Christian Seilers Gehen: Der Impuls, einen neuen Weg zu gehen
Die Abenddämmerung lockt mich aus dem Wald. Gerade bin ich in Gedanken die Belvedereallee vom Lusthaus Richtung Südosttangente gegangen, als ich bemerke, wie spektakulär der Sonnenuntergang gerade ist. Ich biege von meinem geplanten Weg ab, weil ich das Schauspiel besser sehen will, nehme die steilen Stufen auf den Gaswerksteig, unter dem die A4 jede Menge Lärm machte, und sehe mit offenem Mund dabei zu, wie sich die Farben der Abenddämmerung vor mir auffalten, zwischen Chiffongelb und Karmesinrot alles im Angebot.
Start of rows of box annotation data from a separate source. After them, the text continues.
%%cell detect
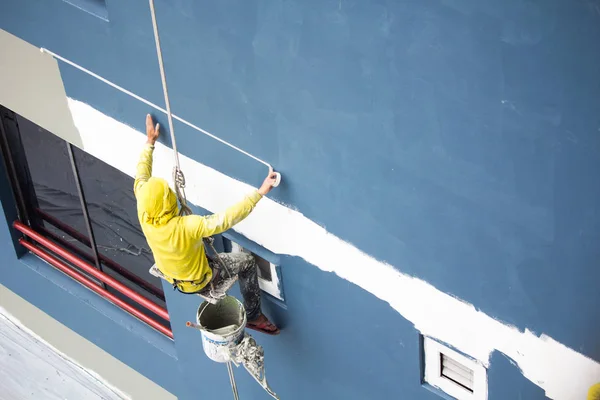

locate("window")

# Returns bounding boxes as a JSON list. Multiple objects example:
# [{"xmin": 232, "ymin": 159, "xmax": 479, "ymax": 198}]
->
[
  {"xmin": 0, "ymin": 106, "xmax": 170, "ymax": 334},
  {"xmin": 63, "ymin": 0, "xmax": 108, "ymax": 21},
  {"xmin": 225, "ymin": 239, "xmax": 283, "ymax": 301},
  {"xmin": 423, "ymin": 337, "xmax": 487, "ymax": 400}
]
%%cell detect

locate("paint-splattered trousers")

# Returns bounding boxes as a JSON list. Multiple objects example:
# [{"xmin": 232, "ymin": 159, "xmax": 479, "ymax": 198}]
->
[{"xmin": 208, "ymin": 253, "xmax": 261, "ymax": 321}]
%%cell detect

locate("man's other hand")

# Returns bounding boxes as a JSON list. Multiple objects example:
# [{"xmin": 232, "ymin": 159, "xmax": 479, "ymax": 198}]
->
[
  {"xmin": 258, "ymin": 171, "xmax": 277, "ymax": 196},
  {"xmin": 146, "ymin": 114, "xmax": 160, "ymax": 146}
]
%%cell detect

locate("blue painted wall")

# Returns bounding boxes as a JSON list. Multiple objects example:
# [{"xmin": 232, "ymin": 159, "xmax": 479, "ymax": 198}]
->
[{"xmin": 0, "ymin": 0, "xmax": 600, "ymax": 399}]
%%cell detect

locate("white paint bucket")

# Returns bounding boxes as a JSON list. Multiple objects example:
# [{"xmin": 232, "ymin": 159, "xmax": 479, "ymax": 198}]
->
[{"xmin": 196, "ymin": 296, "xmax": 246, "ymax": 363}]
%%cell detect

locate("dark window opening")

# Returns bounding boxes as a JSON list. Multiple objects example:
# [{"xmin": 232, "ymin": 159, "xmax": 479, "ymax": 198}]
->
[
  {"xmin": 254, "ymin": 254, "xmax": 273, "ymax": 282},
  {"xmin": 0, "ymin": 106, "xmax": 170, "ymax": 328}
]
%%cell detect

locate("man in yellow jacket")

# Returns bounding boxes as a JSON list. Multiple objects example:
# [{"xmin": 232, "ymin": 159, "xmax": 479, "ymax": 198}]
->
[{"xmin": 134, "ymin": 115, "xmax": 279, "ymax": 335}]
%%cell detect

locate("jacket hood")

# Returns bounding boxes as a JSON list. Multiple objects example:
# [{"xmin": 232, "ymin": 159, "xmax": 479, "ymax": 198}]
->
[{"xmin": 137, "ymin": 177, "xmax": 178, "ymax": 226}]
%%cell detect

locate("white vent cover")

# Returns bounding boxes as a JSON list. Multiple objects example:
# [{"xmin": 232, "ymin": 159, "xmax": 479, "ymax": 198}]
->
[{"xmin": 423, "ymin": 337, "xmax": 487, "ymax": 400}]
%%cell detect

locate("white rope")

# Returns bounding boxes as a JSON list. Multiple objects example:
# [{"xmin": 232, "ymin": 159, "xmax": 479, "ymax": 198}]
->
[
  {"xmin": 227, "ymin": 361, "xmax": 240, "ymax": 400},
  {"xmin": 149, "ymin": 0, "xmax": 192, "ymax": 215},
  {"xmin": 40, "ymin": 47, "xmax": 272, "ymax": 168}
]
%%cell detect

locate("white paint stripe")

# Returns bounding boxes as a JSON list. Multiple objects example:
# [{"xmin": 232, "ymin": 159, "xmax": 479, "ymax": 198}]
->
[
  {"xmin": 0, "ymin": 307, "xmax": 130, "ymax": 400},
  {"xmin": 40, "ymin": 47, "xmax": 272, "ymax": 169},
  {"xmin": 69, "ymin": 99, "xmax": 600, "ymax": 400}
]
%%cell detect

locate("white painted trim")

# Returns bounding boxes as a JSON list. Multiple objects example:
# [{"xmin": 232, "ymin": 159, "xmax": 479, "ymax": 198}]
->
[
  {"xmin": 423, "ymin": 337, "xmax": 487, "ymax": 400},
  {"xmin": 69, "ymin": 99, "xmax": 600, "ymax": 400}
]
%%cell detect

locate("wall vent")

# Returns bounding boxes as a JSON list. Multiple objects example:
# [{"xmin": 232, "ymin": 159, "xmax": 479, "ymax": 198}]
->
[
  {"xmin": 440, "ymin": 353, "xmax": 474, "ymax": 393},
  {"xmin": 423, "ymin": 337, "xmax": 487, "ymax": 400}
]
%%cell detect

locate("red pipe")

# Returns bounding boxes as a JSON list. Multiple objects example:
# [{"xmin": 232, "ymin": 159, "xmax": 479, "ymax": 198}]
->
[
  {"xmin": 13, "ymin": 221, "xmax": 169, "ymax": 321},
  {"xmin": 19, "ymin": 238, "xmax": 173, "ymax": 339},
  {"xmin": 36, "ymin": 226, "xmax": 165, "ymax": 301},
  {"xmin": 35, "ymin": 208, "xmax": 165, "ymax": 301}
]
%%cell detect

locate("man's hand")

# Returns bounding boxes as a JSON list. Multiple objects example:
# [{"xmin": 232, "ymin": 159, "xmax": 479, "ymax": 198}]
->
[
  {"xmin": 146, "ymin": 114, "xmax": 160, "ymax": 146},
  {"xmin": 258, "ymin": 170, "xmax": 277, "ymax": 196}
]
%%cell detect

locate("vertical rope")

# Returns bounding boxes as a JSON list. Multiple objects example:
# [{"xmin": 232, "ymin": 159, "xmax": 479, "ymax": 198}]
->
[
  {"xmin": 149, "ymin": 0, "xmax": 192, "ymax": 215},
  {"xmin": 227, "ymin": 361, "xmax": 240, "ymax": 400}
]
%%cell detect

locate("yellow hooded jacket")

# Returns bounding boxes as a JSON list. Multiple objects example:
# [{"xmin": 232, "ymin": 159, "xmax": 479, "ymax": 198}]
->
[{"xmin": 133, "ymin": 143, "xmax": 262, "ymax": 293}]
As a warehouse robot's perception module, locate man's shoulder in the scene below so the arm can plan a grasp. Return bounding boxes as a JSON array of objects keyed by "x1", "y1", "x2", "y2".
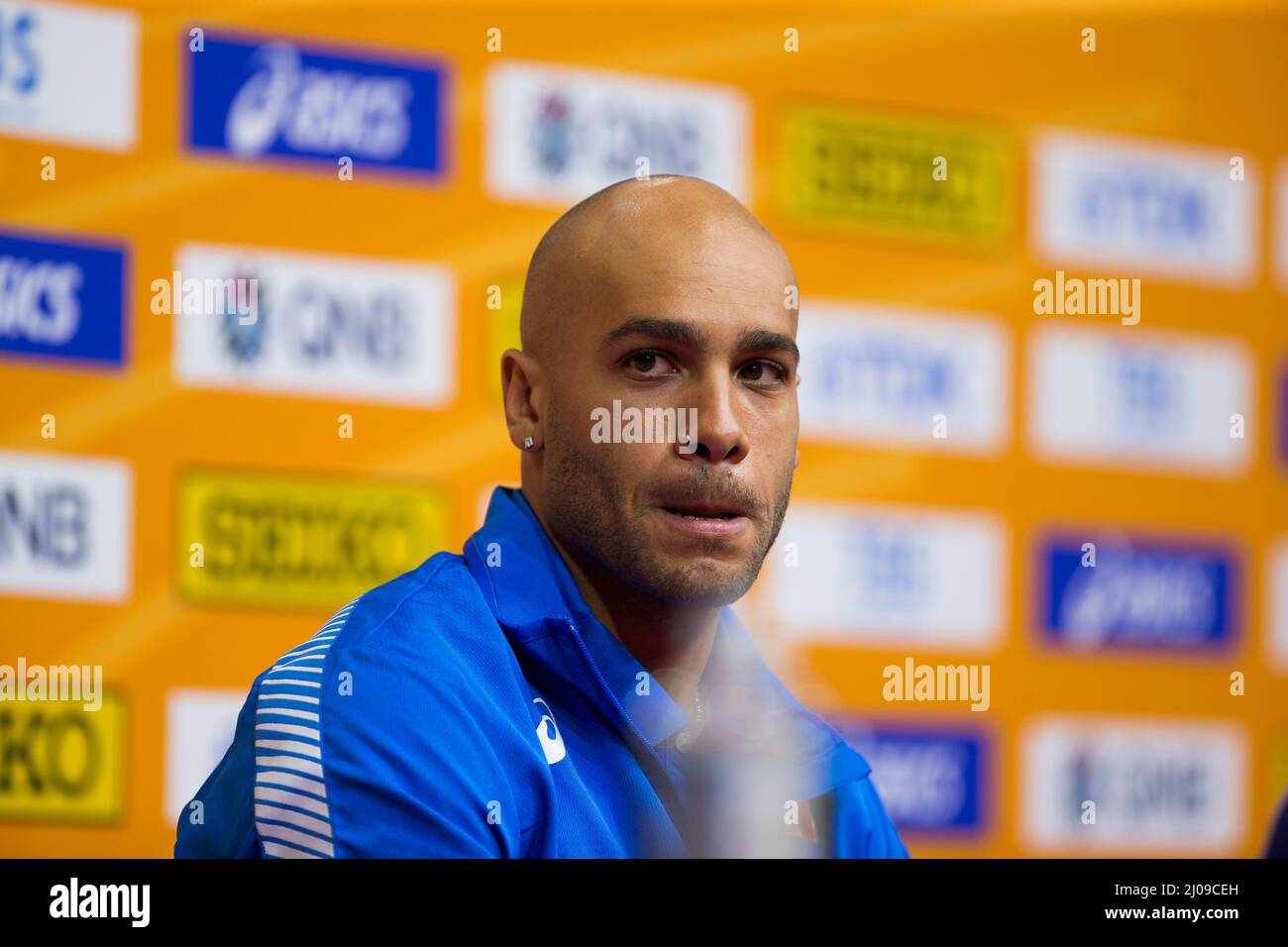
[
  {"x1": 261, "y1": 552, "x2": 514, "y2": 695},
  {"x1": 335, "y1": 552, "x2": 503, "y2": 653}
]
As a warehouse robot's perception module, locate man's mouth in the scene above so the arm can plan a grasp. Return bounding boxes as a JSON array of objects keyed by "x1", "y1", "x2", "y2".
[
  {"x1": 662, "y1": 502, "x2": 746, "y2": 519},
  {"x1": 658, "y1": 502, "x2": 751, "y2": 539},
  {"x1": 662, "y1": 506, "x2": 742, "y2": 519}
]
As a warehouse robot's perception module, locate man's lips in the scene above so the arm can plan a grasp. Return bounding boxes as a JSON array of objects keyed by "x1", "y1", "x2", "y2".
[{"x1": 658, "y1": 501, "x2": 750, "y2": 539}]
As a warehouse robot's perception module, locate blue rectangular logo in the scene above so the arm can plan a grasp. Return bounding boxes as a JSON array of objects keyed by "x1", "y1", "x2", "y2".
[
  {"x1": 181, "y1": 34, "x2": 445, "y2": 175},
  {"x1": 1038, "y1": 535, "x2": 1237, "y2": 651},
  {"x1": 829, "y1": 720, "x2": 987, "y2": 832},
  {"x1": 0, "y1": 231, "x2": 125, "y2": 365}
]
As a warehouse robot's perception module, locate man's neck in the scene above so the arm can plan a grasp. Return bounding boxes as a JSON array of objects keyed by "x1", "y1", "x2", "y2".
[{"x1": 528, "y1": 489, "x2": 720, "y2": 714}]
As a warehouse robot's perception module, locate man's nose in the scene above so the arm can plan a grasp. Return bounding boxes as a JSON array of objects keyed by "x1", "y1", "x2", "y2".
[{"x1": 679, "y1": 372, "x2": 751, "y2": 464}]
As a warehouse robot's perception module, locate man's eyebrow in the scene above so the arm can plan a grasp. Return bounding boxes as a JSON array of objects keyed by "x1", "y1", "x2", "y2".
[
  {"x1": 737, "y1": 329, "x2": 802, "y2": 365},
  {"x1": 604, "y1": 317, "x2": 707, "y2": 351}
]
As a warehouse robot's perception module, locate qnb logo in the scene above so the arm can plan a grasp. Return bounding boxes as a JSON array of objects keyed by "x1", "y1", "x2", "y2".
[
  {"x1": 532, "y1": 93, "x2": 703, "y2": 179},
  {"x1": 219, "y1": 282, "x2": 412, "y2": 369},
  {"x1": 0, "y1": 483, "x2": 89, "y2": 570},
  {"x1": 0, "y1": 9, "x2": 40, "y2": 95},
  {"x1": 49, "y1": 878, "x2": 152, "y2": 927},
  {"x1": 0, "y1": 257, "x2": 85, "y2": 346},
  {"x1": 226, "y1": 43, "x2": 412, "y2": 161},
  {"x1": 1079, "y1": 168, "x2": 1214, "y2": 249},
  {"x1": 532, "y1": 697, "x2": 568, "y2": 767},
  {"x1": 282, "y1": 283, "x2": 411, "y2": 368},
  {"x1": 1064, "y1": 747, "x2": 1215, "y2": 826}
]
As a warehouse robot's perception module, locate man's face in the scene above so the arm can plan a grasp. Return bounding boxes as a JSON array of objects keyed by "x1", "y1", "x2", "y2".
[{"x1": 542, "y1": 222, "x2": 799, "y2": 605}]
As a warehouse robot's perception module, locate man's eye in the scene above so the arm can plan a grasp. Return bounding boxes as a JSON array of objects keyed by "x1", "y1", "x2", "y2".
[
  {"x1": 622, "y1": 351, "x2": 675, "y2": 374},
  {"x1": 741, "y1": 359, "x2": 787, "y2": 384}
]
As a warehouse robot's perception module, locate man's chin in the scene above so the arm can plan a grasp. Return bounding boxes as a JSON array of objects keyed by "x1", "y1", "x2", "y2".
[{"x1": 625, "y1": 557, "x2": 760, "y2": 608}]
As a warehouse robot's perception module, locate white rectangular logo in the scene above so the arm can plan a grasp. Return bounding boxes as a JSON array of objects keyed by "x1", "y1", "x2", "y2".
[
  {"x1": 164, "y1": 686, "x2": 248, "y2": 824},
  {"x1": 0, "y1": 0, "x2": 139, "y2": 152},
  {"x1": 484, "y1": 63, "x2": 751, "y2": 205},
  {"x1": 1020, "y1": 716, "x2": 1248, "y2": 857},
  {"x1": 798, "y1": 303, "x2": 1012, "y2": 454},
  {"x1": 0, "y1": 451, "x2": 133, "y2": 601},
  {"x1": 168, "y1": 244, "x2": 456, "y2": 407},
  {"x1": 1027, "y1": 325, "x2": 1256, "y2": 475},
  {"x1": 763, "y1": 502, "x2": 1009, "y2": 650},
  {"x1": 1031, "y1": 130, "x2": 1258, "y2": 286}
]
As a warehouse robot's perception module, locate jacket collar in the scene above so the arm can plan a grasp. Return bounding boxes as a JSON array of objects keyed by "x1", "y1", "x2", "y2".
[{"x1": 465, "y1": 487, "x2": 871, "y2": 798}]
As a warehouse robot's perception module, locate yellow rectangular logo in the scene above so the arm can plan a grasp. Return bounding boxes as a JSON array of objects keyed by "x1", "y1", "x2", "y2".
[
  {"x1": 780, "y1": 104, "x2": 1015, "y2": 244},
  {"x1": 175, "y1": 472, "x2": 447, "y2": 608},
  {"x1": 0, "y1": 690, "x2": 125, "y2": 822}
]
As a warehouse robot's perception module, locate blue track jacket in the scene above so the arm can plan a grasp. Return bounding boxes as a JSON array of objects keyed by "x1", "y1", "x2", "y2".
[{"x1": 174, "y1": 487, "x2": 909, "y2": 858}]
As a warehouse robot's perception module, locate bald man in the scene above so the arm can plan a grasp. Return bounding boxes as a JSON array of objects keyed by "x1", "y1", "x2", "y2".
[{"x1": 175, "y1": 176, "x2": 907, "y2": 858}]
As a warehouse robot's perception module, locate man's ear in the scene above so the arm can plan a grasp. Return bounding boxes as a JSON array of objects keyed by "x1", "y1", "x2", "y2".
[{"x1": 501, "y1": 349, "x2": 545, "y2": 450}]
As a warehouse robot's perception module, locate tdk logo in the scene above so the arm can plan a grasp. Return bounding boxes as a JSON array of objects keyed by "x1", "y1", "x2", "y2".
[
  {"x1": 184, "y1": 34, "x2": 443, "y2": 174},
  {"x1": 1039, "y1": 536, "x2": 1237, "y2": 651},
  {"x1": 1029, "y1": 130, "x2": 1259, "y2": 286},
  {"x1": 0, "y1": 232, "x2": 125, "y2": 365},
  {"x1": 832, "y1": 720, "x2": 987, "y2": 832}
]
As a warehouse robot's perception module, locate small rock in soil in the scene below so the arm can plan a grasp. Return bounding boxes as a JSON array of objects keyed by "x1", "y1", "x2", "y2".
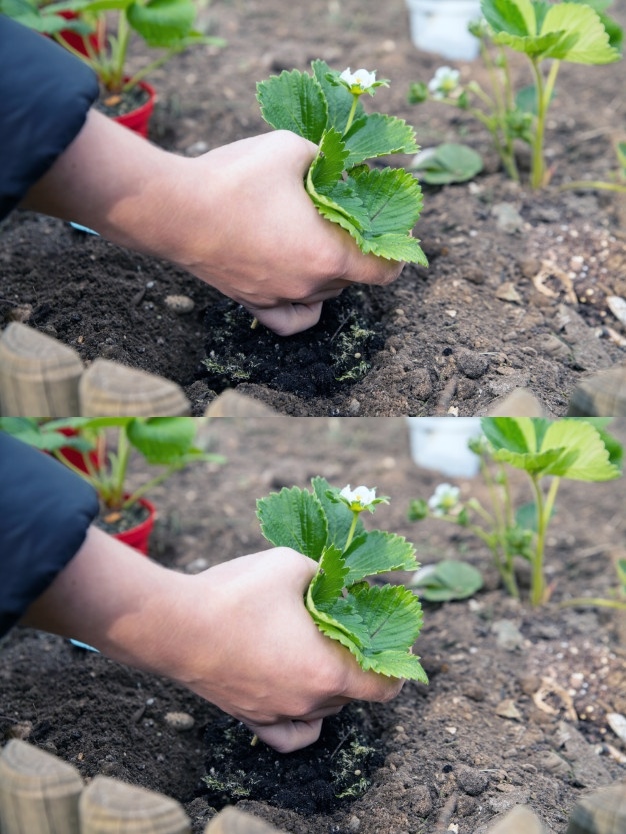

Als ich den Steg bei der Erdbergstraße verlasse, überfällt mich der Impuls, einen neuen Weg zu gehen. Es ist eines der größten Privilegien beim ziellosen Flanieren, sich an keine Regeln halten zu müssen, ständig die Meinung ändern zu dürfen und einfach jeder Laune zu folgen, die einen plötzlich überkommt. Ich gehe an ziemlich großen Parkplätzen auf der Erdbergstraße stadtauswärts, dann biege ich zu den Gasometern ab, die jetzt im Halblicht kostbar funkeln. Sie gehören längst zu den stolzen Zeugen der Wiener Stadtentwicklung, Stichwort: Stararchitekten wandeln Industrie- in Wohnraum um.
Dabei sind sie auch beredte Industriedenkmäler. Sie erinnern an die Zeit, als das Gaswerk Simmering, erbaut nach Vorbildern der englischen Industriearchitektur in Sichtziegelbauweise, zuerst die gasbetriebene Stadtbeleuchtung Wiens speiste. Später lieferte es dann auch das Stadtgas in viele Wiener Wohnungen, wo es zum Kochen und Heizen verwendet wurde.
Zum 1899 eröffneten Gaswerk gehörte ein 300 Meter langes Ofenhaus, der Wasserturm mit seiner elegant geschwungenen Kuppel, diverse Werkstätten, Aufenthalts- und Verwaltungsgebäude. Nicht zufällig heißen die Gassen auf dem Gelände auch heute noch Direktionsstraße, Anlieferungsstraße oder, sympathisch, auch Werxkuchlstraße.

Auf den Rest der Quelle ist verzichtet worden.